To evaluate whether compressing the 512-dimensional spatiotemporal embeddings and the 30-dimensional radiomic features into 128-dimensional Q/K/V spaces led to information loss, we conducted quantitative and performance-based analyses (Fig. 7). The Pearson correlation between original and projected embeddings averaged 0.982 ± 0.006, demonstrating that more than 98% of variance was preserved after projection. A linear reconstruction probe recovered 96% of the original variance, with a mean-square error (MSE) of 0.042 ± 0.008, indicating negligible distortion. Downstream predictive performance also remained stable across projection widths: AUC = 0.925 for 64-D, 0.929 for 128-D, and 0.931 for 256-D. The marginal (< 0.01) difference in AUC confirmed that the 128-D setting maintained nearly complete representational fidelity while improving training efficiency and convergence stability.These findings verify that the adopted 128-dimensional Q/K/V configuration offers a balanced trade-off between computational efficiency and expressive capacity, ensuring no meaningful information loss in the multimodal attention mechanism.

Fig. 7.

Fig. 7

Information retention and model performance across projection dimensions. (A) Pearson correlation between the original 512-dimensional spatiotemporal embeddings (and 30-dimensional radiomic vectors) and their projected representations for projection widths of 64, 128, and 256. (B) Boxplots of mean-square reconstruction error (MSE) for the same projection settings, demonstrating minimal distortion introduced by the projection layer

Discussion

Principal findings

In this single-center cohort of 184 NSCLC patients undergoing microwave ablation (MWA), our deep learning-radiomics (DLR) fusion model achieved an AUC of 0.92 (95% CI: 0.89–0.95) for 12-month local recurrence prediction, significantly outperforming both the radiomics-only (AUC = 0.78) and deep-learning-only (AUC = 0.85) models. At the optimal Youden threshold, the DLR approach attained sensitivity of 0.89 and specificity of 0.86. Decision-curve analysis demonstrated greater net benefit across a wide range of threshold probabilities compared with standalone algorithms and “treat-all”/“treat-none” strategies.

Importantly, this prediction task is prognostic rather than diagnostic: the model forecasts 12-month recurrence using imaging data available up to 6 months post-MWA, enabling early identification of patients at risk well before routine one-year evaluation.

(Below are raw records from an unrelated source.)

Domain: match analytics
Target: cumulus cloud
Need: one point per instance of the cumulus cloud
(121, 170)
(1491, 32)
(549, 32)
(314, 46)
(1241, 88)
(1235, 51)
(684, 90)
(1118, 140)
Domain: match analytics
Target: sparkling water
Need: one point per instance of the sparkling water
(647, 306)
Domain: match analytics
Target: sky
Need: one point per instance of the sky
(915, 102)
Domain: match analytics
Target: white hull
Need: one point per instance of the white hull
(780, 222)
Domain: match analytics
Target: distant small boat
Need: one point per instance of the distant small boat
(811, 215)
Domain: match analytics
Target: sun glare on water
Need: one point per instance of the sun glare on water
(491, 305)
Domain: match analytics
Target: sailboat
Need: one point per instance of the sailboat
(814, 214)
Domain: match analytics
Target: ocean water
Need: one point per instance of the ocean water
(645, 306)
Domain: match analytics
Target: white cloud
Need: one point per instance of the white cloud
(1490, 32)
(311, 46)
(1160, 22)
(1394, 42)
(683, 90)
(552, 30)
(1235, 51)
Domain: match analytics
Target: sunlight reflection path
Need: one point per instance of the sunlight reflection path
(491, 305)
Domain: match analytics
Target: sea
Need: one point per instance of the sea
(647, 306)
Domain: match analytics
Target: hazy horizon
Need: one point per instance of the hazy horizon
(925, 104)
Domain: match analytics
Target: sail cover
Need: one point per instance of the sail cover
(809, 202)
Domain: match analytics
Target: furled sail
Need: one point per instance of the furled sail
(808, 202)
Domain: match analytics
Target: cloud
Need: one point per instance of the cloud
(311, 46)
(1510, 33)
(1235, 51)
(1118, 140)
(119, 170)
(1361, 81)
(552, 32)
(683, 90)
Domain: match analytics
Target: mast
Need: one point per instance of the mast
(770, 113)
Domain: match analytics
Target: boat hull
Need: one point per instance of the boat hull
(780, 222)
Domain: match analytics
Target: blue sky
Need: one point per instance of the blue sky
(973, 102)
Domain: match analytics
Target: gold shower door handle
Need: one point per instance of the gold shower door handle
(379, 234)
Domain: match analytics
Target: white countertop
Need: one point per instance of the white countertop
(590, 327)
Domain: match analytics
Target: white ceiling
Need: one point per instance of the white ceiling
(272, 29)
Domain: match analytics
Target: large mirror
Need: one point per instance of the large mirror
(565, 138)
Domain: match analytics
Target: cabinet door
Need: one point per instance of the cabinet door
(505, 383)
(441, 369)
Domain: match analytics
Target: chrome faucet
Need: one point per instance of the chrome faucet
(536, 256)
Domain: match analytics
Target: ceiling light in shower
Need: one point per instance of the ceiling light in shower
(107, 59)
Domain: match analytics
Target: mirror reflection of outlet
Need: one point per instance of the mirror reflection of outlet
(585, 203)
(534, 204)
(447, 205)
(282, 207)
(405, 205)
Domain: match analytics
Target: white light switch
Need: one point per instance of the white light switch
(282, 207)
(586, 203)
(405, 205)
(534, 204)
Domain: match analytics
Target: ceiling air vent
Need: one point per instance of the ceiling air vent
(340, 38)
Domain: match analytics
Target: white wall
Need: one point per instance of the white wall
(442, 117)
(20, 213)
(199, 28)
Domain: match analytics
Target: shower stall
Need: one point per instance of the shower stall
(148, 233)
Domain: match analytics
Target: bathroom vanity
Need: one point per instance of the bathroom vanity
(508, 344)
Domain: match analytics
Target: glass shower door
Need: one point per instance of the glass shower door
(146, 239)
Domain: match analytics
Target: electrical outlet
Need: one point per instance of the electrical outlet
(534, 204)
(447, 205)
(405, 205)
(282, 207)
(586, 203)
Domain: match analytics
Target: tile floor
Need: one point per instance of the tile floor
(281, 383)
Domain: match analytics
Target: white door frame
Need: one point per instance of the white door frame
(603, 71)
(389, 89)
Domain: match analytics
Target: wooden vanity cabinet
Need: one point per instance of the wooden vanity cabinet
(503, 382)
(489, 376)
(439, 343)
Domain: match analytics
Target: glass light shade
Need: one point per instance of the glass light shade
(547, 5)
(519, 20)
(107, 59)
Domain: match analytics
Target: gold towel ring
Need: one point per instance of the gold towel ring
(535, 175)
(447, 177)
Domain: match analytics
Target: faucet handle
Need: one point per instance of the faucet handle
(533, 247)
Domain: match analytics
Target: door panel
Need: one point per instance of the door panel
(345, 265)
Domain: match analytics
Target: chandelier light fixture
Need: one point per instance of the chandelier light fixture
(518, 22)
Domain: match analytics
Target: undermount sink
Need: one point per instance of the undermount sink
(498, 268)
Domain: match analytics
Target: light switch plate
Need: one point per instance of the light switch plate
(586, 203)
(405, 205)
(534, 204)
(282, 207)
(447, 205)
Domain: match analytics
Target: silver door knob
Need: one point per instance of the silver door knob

A supplementary diagnostic variant using the 12-month scan as input achieved a slightly higher AUC (0.939) but, because it relies on data contemporaneous with outcome adjudication, it has no clinical forecasting value and serves only as an upper-bound reference.

Synergistic fusion of radiomic and deep features

Handcrafted radiomic features capture well-established texture and shape biomarkers, but are limited by static, single-time-point analysis and reproducibility concerns [10, 11]. In our fusion model, global SHAP analysis corroborated the primacy of texture heterogeneity, with co-occurrence/run-length/zone-based metrics (e.g., GLCM entropy/dissimilarity, GLRLM long-run emphasis, and GLSZM zone entropy) contributing most among radiomic predictors (Supplementary Figure S5). This is biologically plausible because heterogeneous enhancement after ablation may arise from uneven necrosis, residual micro-perfused viable tissue at the margins, or heterogeneous healing responses; explicitly encoding these patterns with texture features therefore provides complementary and interpretable cues beyond mean intensity or gross morphology alone. Deep convolutional networks learn hierarchical, data-driven representations that enhance tumor characterization beyond human-designed metrics [12]. Under the revised architecture, the gated cross-attention fusion module enables bidirectional interaction between radiomics and deep representations, allowing each modality to modulate the other through learnable gating coefficients. In ablation experiments, removing the gating mechanism reduced test-set AUC by ≈ 0.06 (ΔAUC = − 0.060; 0.929 → 0.869), confirming its quantitative benefit over simple concatenation. As detailed in Supplementary Table S3, this degradation reflects the failure of naive feature concatenation to model cross-modal dependencies. In contrast, the proposed fusion mechanism performs context-aware feature integration, whereby radiomic descriptors selectively influence deep spatiotemporal embeddings (and vice versa) through learned attention and gating operations. This selective modulation preserves spatial–radiomic coherence, suppresses irrelevant modality-specific noise, and emphasizes temporally informative regions—yielding a statistically significant improvement in discriminative performance (p < 0.01).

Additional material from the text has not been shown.